Author here. The post here is a 3rd-party translation and may drifts from original wording in a few spots. Azure and OpenAI sent me some corrections today, so I published an updated English version myself here: https://pigsty.io/blog/db/openai-pg/
I've set up a supplementary APT/YUM repository, which builds on the official PGDG offerings. This includes 326 extensions for EL distros and 312 for Deb distros, encompassing 121 RPM packages and 133 DEB packages.
These packages support PG16 extensions across Ubuntu 22.04, Debian 12, EL8, and EL9. My efforts have been particularly focused on align OS-specific extensions across the major Linux distributions to ensure a consistent feature set.

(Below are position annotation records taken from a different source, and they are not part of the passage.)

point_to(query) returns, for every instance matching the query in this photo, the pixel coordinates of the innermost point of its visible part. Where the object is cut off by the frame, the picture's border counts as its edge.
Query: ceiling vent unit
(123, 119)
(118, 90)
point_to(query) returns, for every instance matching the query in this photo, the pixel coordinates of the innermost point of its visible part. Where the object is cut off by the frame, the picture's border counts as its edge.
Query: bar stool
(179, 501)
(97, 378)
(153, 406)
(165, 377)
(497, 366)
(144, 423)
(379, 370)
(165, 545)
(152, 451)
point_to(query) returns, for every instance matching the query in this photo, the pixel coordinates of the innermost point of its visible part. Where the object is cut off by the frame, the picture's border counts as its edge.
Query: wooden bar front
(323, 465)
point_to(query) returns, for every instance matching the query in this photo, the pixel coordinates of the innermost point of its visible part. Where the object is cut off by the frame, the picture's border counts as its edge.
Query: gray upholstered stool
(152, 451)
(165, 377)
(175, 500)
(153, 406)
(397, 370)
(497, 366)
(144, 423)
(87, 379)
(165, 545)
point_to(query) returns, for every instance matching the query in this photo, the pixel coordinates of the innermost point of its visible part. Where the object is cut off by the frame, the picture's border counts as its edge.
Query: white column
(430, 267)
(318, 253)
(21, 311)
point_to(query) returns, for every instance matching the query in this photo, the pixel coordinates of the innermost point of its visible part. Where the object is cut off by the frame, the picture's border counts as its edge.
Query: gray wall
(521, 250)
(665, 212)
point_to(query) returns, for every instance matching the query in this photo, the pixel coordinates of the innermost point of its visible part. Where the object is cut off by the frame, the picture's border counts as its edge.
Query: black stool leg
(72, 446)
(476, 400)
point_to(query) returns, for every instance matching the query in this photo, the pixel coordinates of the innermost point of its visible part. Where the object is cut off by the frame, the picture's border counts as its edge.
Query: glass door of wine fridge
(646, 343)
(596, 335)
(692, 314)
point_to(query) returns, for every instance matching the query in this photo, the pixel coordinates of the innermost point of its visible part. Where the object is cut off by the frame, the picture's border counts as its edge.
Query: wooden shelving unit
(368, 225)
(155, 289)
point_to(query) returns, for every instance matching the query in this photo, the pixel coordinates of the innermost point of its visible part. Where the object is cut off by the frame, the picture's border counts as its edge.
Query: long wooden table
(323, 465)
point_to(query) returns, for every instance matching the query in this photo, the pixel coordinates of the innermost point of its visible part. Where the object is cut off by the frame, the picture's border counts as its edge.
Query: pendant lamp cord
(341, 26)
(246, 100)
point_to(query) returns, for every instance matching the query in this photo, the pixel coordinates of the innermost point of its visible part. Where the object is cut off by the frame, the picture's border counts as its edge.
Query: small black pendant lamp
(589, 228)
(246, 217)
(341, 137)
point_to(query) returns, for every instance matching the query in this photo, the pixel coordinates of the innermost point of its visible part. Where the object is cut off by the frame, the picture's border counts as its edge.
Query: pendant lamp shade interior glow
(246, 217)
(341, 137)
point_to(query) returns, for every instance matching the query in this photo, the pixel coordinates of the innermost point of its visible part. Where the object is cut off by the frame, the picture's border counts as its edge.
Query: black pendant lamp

Why not continue to use rpm/apt for building and packaging? You can reuse these packages in the Dockerfile and the image, but not the other way around.
Because of the little gains and large additional effort required in exchange.
rpm/apt are quite involved to package and the tooling is (at least compared to OCI) limited. They would provide little advantage over OCI which works on any packaging system and even OS. They don't enjoy the ecosystem advantages of OCI, despite their age.
In summary, it could be doable, but it would require much more additional effort than packaging in OCI first.
But sure, since it can be done, maybe someone wants to take on it. I won't be down for the job myself ;)
also with pg_trgm[0] (mentioned by OP) and pgvector for semantic search you have a pretty powerful search toolkit. for example, combining them for Hybrid Search [1]
Still very limited and frankly all a bit low level primitives. Unless you are a search expert, you won't be able to do much productive with this stuff. If you are, it might fit a few use cases. But then, why limit yourself to just this stuff?
The point of that of course being that the target audience for this stuff is actually people that for whatever reason are a bit shy using the right tools for the right job here and are probably lacking a lot of expertise. The intersection of people with the expertise that would be happy with this narrow subset of functionality is just not a lot of people.